Sussex Police are planning to introduce Taser to a wider range of specialist officers over the next few months.
Around 160 extra officers from local response and support teams, about 6% of the total number in Sussex, will receive training later this year, according to a press release from the police.
Taser – described on Wikipedia as an electroshock weapon that uses electrical current to disrupt voluntary control of muscles – has been in use by Sussex firearms officers for some years but use was previously restricted to them.
Elsewhere, it has been shown to reduce the levels of force used by officers when dealing with violent or threatening situations, avoiding, for example, the use of a baton and captor spray. It also means that there will be fewer incidents that need to be attended by fully armed officers.
Chief Superintendent Paul Morrison, head of Operations for Sussex Police, said: “Sussex Police was one of the small number of forces that have previously restricted the use of Taser to specialist firearms officers.
“Experience, both locally and nationally, has shown that it can act as a deterrent to the escalation of violence. Nearly 70% of incidents where there is a possibility of using Taser, end without it being discharged.
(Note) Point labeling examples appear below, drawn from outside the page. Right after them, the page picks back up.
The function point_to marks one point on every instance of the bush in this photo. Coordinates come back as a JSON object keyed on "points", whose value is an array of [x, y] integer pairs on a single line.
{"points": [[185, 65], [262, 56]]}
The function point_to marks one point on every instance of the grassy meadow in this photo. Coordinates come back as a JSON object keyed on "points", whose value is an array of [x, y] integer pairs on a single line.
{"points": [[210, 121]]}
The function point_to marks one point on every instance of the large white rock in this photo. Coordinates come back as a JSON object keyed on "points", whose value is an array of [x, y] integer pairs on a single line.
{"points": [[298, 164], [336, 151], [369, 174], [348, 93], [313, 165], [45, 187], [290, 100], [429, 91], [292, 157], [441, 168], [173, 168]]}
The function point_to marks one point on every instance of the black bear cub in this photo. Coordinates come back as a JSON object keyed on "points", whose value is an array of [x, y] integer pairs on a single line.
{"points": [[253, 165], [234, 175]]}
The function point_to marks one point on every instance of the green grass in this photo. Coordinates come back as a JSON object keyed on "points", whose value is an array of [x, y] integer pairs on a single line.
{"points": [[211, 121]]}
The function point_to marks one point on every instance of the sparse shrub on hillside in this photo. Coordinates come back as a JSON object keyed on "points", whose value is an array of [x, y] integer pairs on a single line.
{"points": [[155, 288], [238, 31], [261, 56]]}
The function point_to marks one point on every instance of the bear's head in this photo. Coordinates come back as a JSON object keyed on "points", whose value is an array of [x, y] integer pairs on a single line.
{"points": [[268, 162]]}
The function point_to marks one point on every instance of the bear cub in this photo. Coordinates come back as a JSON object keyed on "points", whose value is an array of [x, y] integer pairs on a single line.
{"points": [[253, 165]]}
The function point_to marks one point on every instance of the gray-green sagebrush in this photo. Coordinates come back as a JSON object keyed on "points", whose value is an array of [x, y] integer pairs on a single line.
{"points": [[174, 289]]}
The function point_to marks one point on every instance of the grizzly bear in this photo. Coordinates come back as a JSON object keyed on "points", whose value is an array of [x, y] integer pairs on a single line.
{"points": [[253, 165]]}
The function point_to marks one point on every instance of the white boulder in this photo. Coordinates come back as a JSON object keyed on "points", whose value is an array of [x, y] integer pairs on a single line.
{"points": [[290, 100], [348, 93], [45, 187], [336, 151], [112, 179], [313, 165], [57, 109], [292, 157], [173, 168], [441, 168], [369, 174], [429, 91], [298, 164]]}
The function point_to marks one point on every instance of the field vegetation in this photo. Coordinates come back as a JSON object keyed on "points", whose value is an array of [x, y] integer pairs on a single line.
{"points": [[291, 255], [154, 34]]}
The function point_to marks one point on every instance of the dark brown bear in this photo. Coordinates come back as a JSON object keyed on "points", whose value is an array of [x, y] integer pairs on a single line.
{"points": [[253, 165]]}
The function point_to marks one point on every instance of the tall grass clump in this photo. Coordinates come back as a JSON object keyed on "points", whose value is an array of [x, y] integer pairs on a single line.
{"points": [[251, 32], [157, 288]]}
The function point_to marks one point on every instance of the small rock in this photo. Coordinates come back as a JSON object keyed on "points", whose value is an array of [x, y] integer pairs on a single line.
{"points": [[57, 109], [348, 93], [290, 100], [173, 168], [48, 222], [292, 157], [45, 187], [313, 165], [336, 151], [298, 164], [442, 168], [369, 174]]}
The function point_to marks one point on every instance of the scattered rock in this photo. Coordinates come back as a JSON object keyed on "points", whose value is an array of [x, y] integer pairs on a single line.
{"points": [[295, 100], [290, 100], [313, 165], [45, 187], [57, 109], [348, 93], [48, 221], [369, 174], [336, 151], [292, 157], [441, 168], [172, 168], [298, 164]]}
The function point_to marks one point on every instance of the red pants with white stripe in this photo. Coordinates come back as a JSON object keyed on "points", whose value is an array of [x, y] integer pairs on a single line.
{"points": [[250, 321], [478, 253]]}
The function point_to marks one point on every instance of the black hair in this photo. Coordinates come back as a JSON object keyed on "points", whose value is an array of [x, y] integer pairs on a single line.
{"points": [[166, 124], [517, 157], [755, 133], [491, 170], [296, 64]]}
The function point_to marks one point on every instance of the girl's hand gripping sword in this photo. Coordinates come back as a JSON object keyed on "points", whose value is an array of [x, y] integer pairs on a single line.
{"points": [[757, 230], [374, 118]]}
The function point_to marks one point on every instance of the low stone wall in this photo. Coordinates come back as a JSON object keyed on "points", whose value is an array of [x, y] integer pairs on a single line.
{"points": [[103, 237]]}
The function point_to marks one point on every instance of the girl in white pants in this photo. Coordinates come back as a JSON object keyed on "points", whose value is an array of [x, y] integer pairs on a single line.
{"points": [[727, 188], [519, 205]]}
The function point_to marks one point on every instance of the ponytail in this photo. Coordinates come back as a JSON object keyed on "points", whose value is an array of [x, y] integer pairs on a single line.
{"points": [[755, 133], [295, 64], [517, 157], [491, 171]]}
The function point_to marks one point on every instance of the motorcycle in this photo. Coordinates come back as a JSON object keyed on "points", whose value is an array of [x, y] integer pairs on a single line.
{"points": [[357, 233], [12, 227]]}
“We would only deploy Taser to an incident where there was a real threat of violence. In many cases Taser has been shown to have a deterrent effect and reduces the levels of force an officer has had to use such as using a baton or captor spray.
“Sussex Police has previously restricted the use of Taser to firearms officers. By extending its use to a small number of highly trained local officers, we will be able to reduce the number of times fully armed officers are deployed on our streets.
“You will not be seeing Taser in day-to-day use by officers or PCSOs undertaking normal patrol activities in Sussex.”